An Improved PPO for Multiple Unmanned Aerial Vehicles
Author(s) -
Xue Bai,
Chengxuan Lu,
Qihao Bao,
Shansheng Zhu,
Shaojie Xia
Publication year - 2021
Publication title -
journal of physics. conference series
Language(s) - English
Resource type - Journals
SCImago Journal Rank - 0.21
H-Index - 85
eISSN - 1742-6596
pISSN - 1742-6588
DOI - 10.1088/1742-6596/1757/1/012156
Subject(s) - convergence (economics) , reinforcement learning , computer science , distributed computing , action (physics) , space (punctuation) , control (management) , artificial intelligence , economic growth , operating system , physics , quantum mechanics , economics
In recent years, multi-agent reinforcement learning (MARL) has been applied widely, especially in large multi-role games such as StarCraft and unmanned aerial vehicles (UAVs) combat simulations. However, MARL is faced with challenges regarding fast convergence and efficient cooperation.
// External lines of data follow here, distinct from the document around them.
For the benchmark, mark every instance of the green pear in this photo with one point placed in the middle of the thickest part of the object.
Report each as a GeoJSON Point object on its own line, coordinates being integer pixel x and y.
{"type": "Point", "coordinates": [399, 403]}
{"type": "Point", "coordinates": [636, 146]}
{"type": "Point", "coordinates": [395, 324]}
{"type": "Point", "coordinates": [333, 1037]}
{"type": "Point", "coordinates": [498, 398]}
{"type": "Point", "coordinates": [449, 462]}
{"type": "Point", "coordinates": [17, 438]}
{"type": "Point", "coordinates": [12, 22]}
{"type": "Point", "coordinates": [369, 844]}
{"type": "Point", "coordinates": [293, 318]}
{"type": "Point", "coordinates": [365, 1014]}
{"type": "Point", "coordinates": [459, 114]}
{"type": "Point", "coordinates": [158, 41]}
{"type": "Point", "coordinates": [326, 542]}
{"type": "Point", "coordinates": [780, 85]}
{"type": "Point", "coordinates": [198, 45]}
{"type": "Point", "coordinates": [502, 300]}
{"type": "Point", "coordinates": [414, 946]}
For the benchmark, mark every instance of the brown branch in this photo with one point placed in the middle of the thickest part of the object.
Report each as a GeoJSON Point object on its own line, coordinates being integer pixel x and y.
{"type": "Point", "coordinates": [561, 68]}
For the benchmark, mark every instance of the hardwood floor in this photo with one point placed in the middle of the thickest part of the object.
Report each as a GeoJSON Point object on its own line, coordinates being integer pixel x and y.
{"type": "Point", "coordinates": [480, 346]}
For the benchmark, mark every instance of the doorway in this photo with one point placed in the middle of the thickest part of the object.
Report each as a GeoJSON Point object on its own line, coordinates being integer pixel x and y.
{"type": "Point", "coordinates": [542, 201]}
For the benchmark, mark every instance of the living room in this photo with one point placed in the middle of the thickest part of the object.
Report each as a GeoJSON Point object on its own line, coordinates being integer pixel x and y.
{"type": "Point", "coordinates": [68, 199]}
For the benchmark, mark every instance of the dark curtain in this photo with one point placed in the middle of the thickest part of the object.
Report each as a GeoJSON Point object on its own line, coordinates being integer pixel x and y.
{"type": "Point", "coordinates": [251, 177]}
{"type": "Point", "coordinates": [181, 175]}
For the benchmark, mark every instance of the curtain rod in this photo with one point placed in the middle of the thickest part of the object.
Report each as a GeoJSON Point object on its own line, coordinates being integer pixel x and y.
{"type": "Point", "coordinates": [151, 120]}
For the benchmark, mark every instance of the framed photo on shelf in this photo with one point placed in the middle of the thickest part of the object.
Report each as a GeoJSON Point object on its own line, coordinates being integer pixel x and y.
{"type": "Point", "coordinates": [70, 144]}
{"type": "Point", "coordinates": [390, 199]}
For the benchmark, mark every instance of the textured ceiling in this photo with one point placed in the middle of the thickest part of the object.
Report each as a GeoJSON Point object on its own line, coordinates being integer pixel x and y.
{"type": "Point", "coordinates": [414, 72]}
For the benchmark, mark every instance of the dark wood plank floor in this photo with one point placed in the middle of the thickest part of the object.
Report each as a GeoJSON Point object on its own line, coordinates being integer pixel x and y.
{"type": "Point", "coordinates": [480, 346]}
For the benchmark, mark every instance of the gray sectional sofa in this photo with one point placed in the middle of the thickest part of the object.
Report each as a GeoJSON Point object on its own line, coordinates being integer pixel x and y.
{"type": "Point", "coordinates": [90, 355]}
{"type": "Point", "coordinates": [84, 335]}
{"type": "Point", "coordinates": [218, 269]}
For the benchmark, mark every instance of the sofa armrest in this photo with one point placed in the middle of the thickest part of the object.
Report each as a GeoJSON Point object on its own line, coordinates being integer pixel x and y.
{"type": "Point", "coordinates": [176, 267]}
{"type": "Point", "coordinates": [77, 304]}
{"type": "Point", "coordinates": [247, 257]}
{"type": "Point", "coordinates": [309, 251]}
In a multi-agent scenario, on the one hand, when a fully centralized network model is adopted, it is difficult for the model to converge due to the huge action space; on the other hand, it is difficult for a decentralized model to cooperate and achieve global optimization. To jointly control multiple agents, we propose an improved PPO algorithm by combining a centralized network and decentralized networks. Our method not only reduces the action space and accelerates the convergence, but also introduces more diversity for agents’ decision-making.